When it comes to getting your employees fully involved in their training sessions, it helps to lay a few ground rules governing potential distractions. Phones and other interruptions detract from the session tremendously and can make it difficult to get much of anything done. Letting employees know that all of their attention should be on the task at hand during coaching sessions and such distractions should not be present is a good way to get started. However, this is very much a two-way street.

Just as you would not appreciate employees answering their phones and otherwise zoning out during coaching sessions, you should give them the same courtesy. Give trainees your undivided attention during each session to help convey the high priority you are giving them and their progress.

4. Reward progress often

Motivating employees to take their coaching seriously is integral to any performance improvement program's effectiveness. This is best done with real, tangible rewards. However, it is important to note that these rewards need not be particularly monumental to be effective. Recognizing employees’ progress leads to increased workplace happiness, which helps to foster far better outcomes across the board.

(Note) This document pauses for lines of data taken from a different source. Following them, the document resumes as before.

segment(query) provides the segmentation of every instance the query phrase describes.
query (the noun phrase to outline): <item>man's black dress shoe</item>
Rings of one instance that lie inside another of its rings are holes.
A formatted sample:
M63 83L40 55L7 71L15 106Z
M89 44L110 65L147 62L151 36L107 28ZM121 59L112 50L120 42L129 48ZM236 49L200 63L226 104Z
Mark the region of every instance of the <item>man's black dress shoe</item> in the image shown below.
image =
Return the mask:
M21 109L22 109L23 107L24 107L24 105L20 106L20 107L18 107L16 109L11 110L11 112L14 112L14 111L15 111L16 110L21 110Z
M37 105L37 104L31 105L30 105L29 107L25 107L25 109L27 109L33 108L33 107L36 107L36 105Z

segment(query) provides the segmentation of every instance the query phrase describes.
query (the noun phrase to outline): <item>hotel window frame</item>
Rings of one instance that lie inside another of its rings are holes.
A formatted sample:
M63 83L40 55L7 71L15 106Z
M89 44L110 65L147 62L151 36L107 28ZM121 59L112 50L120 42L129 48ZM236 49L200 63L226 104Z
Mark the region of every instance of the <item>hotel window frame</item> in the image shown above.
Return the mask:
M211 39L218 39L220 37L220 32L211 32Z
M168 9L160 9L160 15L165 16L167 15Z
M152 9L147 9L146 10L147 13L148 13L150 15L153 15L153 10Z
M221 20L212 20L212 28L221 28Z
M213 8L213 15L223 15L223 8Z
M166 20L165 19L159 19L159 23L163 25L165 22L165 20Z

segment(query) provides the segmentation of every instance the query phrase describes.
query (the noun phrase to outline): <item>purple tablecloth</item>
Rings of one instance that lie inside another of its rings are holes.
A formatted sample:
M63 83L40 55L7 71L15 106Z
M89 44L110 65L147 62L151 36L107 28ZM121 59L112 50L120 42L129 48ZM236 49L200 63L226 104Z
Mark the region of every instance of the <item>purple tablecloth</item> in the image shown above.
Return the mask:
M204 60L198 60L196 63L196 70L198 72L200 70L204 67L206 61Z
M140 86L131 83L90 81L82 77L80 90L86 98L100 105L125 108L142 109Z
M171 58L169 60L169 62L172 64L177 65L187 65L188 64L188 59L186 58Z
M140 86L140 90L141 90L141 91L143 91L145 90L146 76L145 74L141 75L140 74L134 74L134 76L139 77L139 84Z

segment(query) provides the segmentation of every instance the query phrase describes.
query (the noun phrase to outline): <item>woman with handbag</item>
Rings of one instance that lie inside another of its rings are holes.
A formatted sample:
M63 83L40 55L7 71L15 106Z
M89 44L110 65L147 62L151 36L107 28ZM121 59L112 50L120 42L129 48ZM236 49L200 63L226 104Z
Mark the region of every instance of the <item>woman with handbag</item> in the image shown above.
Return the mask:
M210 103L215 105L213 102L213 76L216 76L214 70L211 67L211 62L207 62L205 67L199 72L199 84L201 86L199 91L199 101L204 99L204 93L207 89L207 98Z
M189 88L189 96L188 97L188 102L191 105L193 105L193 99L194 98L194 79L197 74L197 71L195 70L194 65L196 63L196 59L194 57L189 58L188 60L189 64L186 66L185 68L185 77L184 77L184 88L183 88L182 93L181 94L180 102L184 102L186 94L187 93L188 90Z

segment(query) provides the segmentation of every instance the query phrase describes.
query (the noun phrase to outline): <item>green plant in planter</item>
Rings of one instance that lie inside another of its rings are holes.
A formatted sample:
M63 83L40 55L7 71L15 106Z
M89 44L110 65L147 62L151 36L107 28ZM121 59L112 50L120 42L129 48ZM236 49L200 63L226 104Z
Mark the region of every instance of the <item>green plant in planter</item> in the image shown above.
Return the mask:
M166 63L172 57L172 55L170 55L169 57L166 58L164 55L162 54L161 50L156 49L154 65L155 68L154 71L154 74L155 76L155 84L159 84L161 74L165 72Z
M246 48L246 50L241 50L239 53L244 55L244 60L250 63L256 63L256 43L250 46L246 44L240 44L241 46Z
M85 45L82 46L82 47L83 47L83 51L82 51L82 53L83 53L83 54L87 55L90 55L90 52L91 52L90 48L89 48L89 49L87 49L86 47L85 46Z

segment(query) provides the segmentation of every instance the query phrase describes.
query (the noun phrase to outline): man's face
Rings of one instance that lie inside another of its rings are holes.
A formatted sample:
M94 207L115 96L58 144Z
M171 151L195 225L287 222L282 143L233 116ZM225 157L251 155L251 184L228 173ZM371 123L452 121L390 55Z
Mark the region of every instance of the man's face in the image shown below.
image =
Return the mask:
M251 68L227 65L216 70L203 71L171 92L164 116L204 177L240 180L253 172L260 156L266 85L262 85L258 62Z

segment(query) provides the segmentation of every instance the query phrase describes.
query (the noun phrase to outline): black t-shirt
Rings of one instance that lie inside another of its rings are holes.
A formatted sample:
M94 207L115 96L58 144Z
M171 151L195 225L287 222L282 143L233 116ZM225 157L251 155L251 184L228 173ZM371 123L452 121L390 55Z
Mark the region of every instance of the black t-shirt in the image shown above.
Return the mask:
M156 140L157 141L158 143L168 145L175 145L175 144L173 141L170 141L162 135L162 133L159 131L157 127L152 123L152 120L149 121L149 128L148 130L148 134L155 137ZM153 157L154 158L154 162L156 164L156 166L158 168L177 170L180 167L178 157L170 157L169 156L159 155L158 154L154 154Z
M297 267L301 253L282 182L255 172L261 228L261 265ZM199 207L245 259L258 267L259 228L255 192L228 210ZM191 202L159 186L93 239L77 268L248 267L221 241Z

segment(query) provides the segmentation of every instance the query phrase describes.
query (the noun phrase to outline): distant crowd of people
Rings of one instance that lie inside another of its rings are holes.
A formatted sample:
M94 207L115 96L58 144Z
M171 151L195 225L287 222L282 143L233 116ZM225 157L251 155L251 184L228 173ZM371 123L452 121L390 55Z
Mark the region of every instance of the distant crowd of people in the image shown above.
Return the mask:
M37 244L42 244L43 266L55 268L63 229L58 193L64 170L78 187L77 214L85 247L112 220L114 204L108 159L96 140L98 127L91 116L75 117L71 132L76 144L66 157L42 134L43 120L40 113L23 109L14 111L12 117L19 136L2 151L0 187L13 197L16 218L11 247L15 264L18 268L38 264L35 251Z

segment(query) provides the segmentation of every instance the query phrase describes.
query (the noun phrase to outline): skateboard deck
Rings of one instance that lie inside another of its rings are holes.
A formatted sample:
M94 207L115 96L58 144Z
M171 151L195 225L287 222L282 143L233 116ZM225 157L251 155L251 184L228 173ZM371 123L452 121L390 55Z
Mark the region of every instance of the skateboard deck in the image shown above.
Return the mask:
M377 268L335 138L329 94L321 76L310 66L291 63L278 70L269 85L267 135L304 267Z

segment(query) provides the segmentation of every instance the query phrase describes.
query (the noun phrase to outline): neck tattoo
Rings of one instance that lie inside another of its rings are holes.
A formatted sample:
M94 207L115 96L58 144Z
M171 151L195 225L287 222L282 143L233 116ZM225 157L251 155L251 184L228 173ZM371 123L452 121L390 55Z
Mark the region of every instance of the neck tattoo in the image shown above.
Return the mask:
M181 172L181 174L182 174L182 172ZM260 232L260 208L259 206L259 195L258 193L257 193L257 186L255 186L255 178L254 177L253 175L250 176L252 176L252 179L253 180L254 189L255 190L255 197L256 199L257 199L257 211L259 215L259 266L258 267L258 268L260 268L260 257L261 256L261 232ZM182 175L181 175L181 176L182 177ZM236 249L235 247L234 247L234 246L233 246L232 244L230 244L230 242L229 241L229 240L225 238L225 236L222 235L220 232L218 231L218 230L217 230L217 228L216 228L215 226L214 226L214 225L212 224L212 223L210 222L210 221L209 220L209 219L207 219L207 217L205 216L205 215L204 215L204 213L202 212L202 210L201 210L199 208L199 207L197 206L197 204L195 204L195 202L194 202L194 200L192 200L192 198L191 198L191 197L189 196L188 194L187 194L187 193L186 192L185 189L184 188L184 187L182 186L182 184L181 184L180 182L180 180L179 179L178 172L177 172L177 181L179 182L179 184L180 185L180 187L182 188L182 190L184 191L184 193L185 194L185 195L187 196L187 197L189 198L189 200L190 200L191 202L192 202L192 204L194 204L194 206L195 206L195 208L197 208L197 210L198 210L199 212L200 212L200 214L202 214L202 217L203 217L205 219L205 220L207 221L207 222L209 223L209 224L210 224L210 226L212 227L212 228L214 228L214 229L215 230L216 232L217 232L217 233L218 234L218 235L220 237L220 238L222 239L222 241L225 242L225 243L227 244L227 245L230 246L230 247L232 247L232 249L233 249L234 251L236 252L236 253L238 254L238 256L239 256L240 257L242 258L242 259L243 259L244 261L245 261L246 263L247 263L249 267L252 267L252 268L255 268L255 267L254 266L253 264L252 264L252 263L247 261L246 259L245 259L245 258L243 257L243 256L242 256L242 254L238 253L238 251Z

Rewards should be a consistent part of the process. This means rewarding not only major milestones, but minor achievements as well should be a priority. This way, each reward forms part of a series of positive reinforcements that lead team members from point 'A' to point 'B'.

5. Leverage conversation intelligence

A conversation intelligence solution like CallMiner provides valuable, real-time insights to help you manage your workforce effectively, boost operational performance, and improve the employee experience. CallMiner analyzes all customer interactions, providing automated scoring to identify agent performance issues and opportunities for performance improvement.

Automated scorecards also promote a culture of self-improvement, offering real-time feedback to help agents identify potential shortcomings and incorporate real-time guidance into their interactions for better outcomes. Supervisors also can gain insights from interactions to deliver objective, data-driven feedback to encourage performance improvement.

Employee coaching matters

Although it can be tempting to adopt a simple, streamlined coaching process that can be applied across your organization without much difficulty, the value of a more customized approach can’t be overstated. Only 42% of the most important roles within most companies have been found to be fillable with said companies' current employees. The need for talent is endless and upskilling can help to supply vital professionals where they are most needed for less capital. All the more reason to take employee coaching seriously.